Almeria, Andalusia, Spain

Almeria, population 190,000, is located in southeastern Spain on the Mediterranean Sea. As Spain transitioned to democratic rule in the late 1970s, some communities used TDR as a means of acquiring open space and saving historic buildings despite scant public resources. Although the relevant planning law, passed in 1976, did not explicitly provide for TDR, acceptance occurred following two favorable decisions of the Supreme Court in 1982. The small town of Elda-Petrer (Valencia) is credited with introducing TDR to Spain in 1978. Thereafter the mid-sized cities of Jerez (Andalusia), Getafe (Madrid) and Almeria (Andalusia) also adopted TDR programs. In general, these TDR programs included a Standard Development Right expressed as floor area ratio (FAR) uniformly applied to all properties within a zoning district. The Standard Development Right could not be used on sites designated for public facilities such as public open space, but could be transferred to sites not designated for public facilities, essentially the receiving sites. The sending site owners could sell their unusable FAR directly to the private owners of receiving sites and transfer ownership of the property to the city; alternatively, sending site owners could sell the property to the city, after which the city would offset its costs by selling the FAR to developers of receiving sites. The receiving site owners could exceed the Standard Development Right baseline by buying FAR and building up to a higher maximum FAR (Blanc, 2008).
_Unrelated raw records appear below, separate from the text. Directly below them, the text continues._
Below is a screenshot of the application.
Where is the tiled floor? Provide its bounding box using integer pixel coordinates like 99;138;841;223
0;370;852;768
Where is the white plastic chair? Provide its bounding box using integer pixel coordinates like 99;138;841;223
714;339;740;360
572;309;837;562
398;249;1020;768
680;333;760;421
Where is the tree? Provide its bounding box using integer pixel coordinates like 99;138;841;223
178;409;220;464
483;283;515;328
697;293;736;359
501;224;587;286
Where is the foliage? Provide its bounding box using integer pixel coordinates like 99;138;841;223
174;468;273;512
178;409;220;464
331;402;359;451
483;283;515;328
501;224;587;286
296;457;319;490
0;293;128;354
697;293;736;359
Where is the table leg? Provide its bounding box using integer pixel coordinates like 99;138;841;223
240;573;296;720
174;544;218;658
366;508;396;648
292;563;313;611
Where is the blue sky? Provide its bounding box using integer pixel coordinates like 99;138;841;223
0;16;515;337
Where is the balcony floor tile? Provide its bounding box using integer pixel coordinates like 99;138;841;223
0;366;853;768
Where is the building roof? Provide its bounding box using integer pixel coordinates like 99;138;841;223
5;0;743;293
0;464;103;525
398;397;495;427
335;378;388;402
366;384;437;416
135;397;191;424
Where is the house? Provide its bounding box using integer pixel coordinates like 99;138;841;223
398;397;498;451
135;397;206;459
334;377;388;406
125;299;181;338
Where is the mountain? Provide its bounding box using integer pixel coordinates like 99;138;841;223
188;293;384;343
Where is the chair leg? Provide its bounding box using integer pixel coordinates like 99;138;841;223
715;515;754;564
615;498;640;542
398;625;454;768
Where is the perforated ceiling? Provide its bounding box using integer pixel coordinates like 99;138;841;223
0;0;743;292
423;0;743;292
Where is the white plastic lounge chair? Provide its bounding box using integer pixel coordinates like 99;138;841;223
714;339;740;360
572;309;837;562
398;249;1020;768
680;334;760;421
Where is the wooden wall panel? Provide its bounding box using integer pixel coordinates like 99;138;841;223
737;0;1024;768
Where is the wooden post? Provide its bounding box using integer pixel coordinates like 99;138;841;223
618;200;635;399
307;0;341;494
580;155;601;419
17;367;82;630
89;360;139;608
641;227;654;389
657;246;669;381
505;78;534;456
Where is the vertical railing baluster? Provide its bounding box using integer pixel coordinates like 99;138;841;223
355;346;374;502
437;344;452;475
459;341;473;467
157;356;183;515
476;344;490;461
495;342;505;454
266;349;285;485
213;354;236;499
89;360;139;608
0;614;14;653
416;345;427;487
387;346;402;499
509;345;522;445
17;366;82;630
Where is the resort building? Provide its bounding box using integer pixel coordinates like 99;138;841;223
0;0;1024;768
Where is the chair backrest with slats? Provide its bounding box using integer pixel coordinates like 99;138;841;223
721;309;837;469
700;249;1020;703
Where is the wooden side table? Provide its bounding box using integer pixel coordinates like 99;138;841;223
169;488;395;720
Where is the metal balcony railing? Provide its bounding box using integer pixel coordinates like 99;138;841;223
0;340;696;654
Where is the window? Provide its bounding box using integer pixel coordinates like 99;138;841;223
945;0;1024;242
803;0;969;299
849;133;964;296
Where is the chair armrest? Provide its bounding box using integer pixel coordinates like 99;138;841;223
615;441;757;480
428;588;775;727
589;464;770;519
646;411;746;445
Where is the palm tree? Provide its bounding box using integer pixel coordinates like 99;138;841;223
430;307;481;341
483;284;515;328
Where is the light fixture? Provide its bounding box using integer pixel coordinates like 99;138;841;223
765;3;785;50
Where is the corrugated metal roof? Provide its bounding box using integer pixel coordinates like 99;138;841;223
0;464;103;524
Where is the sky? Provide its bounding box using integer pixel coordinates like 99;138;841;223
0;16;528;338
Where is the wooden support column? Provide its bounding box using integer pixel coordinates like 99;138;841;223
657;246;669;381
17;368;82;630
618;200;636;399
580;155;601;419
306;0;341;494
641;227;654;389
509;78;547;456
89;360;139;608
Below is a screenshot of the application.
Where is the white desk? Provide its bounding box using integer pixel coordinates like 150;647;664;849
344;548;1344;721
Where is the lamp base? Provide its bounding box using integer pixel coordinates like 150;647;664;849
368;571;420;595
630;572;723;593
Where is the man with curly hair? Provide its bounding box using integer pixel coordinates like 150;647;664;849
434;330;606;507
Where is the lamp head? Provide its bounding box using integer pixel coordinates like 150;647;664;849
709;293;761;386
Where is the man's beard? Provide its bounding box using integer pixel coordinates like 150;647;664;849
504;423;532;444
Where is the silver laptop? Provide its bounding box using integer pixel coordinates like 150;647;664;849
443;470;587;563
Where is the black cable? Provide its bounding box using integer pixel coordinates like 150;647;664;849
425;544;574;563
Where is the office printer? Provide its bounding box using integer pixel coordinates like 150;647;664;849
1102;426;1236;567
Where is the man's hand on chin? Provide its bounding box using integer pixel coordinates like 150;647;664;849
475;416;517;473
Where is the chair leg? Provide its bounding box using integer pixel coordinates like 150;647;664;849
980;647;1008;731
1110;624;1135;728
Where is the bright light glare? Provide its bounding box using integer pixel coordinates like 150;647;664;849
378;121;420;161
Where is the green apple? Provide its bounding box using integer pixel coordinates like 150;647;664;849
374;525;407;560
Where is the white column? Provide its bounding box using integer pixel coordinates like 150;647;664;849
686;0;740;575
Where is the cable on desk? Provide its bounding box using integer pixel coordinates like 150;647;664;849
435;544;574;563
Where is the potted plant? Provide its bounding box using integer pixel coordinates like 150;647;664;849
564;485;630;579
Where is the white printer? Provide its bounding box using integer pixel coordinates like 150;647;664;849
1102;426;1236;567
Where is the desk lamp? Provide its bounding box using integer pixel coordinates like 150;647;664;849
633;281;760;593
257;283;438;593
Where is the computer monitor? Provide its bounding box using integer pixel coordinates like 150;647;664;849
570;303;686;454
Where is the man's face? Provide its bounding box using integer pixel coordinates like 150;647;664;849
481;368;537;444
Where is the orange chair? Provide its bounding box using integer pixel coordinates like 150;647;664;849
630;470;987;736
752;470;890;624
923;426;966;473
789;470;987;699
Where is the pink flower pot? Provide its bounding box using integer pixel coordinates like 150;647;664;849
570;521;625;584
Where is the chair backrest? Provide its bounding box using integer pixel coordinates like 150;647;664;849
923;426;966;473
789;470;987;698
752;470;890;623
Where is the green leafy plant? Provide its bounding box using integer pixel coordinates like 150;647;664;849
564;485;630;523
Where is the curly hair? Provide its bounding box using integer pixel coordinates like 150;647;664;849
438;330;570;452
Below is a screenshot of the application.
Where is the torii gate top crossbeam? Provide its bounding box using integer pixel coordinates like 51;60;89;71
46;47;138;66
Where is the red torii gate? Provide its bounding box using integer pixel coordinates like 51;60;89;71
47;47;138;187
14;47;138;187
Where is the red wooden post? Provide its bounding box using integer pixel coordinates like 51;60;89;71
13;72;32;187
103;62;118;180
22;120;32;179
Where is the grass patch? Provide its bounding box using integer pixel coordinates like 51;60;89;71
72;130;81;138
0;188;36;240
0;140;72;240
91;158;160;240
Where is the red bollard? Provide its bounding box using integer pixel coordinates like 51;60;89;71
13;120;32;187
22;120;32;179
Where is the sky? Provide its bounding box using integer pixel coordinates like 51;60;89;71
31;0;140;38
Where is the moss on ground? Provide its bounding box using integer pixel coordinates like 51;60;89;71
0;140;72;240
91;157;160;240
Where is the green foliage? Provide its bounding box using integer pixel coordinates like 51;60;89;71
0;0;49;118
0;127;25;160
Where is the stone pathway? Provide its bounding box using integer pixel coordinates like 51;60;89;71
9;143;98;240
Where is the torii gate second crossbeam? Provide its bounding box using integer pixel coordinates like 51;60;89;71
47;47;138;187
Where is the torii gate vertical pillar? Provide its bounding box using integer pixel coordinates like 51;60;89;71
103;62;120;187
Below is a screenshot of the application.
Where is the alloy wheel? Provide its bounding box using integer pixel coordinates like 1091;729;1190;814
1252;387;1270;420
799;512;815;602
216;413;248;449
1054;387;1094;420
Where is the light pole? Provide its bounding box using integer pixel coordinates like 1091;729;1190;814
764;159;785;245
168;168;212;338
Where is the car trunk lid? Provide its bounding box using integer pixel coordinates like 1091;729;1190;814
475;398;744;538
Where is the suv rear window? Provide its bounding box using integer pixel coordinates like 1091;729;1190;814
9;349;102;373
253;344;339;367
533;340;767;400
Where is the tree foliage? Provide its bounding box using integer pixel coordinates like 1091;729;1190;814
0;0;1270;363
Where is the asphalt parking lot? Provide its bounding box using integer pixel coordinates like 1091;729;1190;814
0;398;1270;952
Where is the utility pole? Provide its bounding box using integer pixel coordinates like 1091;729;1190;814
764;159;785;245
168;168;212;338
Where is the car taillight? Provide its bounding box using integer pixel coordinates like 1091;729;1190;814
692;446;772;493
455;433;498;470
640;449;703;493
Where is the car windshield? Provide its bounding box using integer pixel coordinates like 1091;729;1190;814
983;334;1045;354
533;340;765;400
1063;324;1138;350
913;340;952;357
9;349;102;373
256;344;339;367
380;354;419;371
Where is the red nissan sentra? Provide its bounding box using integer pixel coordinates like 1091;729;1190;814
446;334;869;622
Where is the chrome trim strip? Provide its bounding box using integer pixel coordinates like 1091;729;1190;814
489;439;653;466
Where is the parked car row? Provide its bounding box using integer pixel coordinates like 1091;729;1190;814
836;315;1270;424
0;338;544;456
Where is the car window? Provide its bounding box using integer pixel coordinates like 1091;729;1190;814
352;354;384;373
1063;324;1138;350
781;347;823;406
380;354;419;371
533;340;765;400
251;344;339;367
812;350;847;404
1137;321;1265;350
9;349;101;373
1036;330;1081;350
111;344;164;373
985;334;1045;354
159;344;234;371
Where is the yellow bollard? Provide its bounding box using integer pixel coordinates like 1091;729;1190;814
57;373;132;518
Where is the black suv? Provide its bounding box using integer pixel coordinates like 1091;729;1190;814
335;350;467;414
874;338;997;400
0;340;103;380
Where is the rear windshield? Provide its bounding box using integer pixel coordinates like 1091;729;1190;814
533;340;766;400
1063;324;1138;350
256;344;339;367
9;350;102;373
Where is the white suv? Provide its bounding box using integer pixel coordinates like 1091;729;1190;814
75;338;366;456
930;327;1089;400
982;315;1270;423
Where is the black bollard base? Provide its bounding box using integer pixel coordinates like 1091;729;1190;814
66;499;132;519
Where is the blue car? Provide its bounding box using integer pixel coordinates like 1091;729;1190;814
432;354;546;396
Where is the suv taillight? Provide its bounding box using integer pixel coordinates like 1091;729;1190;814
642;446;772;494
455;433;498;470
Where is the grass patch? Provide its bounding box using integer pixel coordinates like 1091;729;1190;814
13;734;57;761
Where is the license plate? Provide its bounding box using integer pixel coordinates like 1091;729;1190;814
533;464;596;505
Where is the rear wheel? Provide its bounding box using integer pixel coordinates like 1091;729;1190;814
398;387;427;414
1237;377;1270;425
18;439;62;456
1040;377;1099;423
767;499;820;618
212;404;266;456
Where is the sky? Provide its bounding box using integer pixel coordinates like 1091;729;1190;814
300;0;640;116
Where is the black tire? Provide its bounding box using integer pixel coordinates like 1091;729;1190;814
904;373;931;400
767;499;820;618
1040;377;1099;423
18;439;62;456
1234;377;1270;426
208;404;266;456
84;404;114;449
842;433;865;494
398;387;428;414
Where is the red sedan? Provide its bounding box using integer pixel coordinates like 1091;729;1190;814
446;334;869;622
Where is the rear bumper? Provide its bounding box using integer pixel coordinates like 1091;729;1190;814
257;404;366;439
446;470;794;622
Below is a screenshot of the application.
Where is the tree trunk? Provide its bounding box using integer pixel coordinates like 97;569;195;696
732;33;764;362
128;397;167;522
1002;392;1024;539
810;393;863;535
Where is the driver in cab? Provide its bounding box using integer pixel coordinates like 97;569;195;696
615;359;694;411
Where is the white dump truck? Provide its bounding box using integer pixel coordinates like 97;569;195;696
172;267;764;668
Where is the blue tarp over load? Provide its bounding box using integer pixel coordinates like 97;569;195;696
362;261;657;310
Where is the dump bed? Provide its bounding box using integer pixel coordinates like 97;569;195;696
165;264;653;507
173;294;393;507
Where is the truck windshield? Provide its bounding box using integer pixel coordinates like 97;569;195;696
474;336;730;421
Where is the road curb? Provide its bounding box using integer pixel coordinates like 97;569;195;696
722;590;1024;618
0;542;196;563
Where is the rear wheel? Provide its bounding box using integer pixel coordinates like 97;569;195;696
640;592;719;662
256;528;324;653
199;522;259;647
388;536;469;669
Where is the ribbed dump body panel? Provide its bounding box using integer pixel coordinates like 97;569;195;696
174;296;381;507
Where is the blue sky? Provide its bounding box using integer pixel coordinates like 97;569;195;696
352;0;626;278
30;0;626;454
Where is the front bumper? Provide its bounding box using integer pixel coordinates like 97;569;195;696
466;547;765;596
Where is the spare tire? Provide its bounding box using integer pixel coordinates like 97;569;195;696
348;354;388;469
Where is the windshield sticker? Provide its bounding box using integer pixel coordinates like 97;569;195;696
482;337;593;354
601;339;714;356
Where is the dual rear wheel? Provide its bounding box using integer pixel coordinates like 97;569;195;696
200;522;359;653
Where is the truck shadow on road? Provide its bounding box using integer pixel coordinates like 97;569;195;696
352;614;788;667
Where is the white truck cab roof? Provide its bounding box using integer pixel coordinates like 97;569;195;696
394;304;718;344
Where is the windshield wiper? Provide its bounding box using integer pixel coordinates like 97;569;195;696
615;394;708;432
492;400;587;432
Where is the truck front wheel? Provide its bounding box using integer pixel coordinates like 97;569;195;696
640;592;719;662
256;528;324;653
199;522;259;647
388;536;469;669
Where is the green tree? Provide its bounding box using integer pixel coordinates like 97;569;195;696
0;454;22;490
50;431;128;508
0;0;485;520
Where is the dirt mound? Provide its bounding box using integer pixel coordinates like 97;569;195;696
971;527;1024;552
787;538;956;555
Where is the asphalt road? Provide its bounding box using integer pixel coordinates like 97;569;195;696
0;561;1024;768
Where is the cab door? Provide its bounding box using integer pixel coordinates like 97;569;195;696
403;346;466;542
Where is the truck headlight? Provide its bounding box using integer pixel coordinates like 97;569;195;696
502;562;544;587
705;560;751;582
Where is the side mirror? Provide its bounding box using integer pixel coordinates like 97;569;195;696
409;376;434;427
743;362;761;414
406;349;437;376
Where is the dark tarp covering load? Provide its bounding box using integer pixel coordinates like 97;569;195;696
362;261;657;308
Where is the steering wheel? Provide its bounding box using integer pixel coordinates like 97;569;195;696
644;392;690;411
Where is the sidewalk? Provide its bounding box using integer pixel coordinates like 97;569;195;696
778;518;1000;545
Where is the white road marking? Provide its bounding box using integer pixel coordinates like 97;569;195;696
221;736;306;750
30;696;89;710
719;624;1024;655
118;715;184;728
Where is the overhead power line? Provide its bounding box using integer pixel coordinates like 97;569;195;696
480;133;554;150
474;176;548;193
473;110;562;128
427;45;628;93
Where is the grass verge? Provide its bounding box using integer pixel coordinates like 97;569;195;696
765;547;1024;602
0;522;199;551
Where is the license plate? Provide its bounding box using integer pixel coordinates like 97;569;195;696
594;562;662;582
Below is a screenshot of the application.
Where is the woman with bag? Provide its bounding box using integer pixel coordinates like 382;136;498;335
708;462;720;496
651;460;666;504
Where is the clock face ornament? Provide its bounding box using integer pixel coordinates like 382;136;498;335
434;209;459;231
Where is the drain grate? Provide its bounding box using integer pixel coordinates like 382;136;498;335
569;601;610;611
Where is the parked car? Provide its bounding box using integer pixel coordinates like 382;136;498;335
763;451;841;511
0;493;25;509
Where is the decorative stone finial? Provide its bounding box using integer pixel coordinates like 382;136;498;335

In Almeria, the city used TDR to inexpensively acquire open space and historic landmarks. Following the demolition between 1950 and 1980 of 90 percent of all buildings constructed before 1900, Almeria’s democratically-elected city council prohibited the demolition of designated landmarks, which included small palaces and the historic Liceo Theater. Property owners could restore and retain these landmarks for private use, a practice that was not initially very appealing to most developers. Alternatively, developers could buy a designated landmark for the sole purpose of transferring TDRs from that sending site, using it to exceed baseline on a receiving site and donating the historic property to the city. In this process, the city secured historic properties for public use with no acquisition cost although money still had to be found to rehabilitate these aged structures. Note that TDRs could only be transferred from a sending site that was donated to the city. Transfers could occur between zones that had baselines ranging from FAR 0.8 to 2.0. The program allocated more TDRs to sending site properties with historic structures in recognition of the fact that these donated properties were more valuable than vacant land. Since a historic property must be donated to the city, there is no deduction for the size of the historic structure; rather, the transferable floor area is calculated by multiplying the site size by the standard development right times a bonus ratio, such as a 50 percent increase (Blanc, 2008).

The Almeria program generated 146 TDR purchases between 1984 and 1988, resulting in the building of 1,800 new dwelling units. In the mid-1980s, transfers tended to generate open space for the city while the transfers in later years emphasized acquisition of historic structures. However the tool eventually became obsolete as developers became increasingly interested in retaining, restoring and reusing older buildings (Blanc, 2008).


Blanc, F. (2008) Spain: non-financial compensation instruments and the Valencia model, in Janssen-Janssen, L., Spaans, M., & Van der Veen, M. (ed.) New Instruments in Spatial Planning: An International Perspective on Non-Financial Compensation. Amsterdam: IOS Press.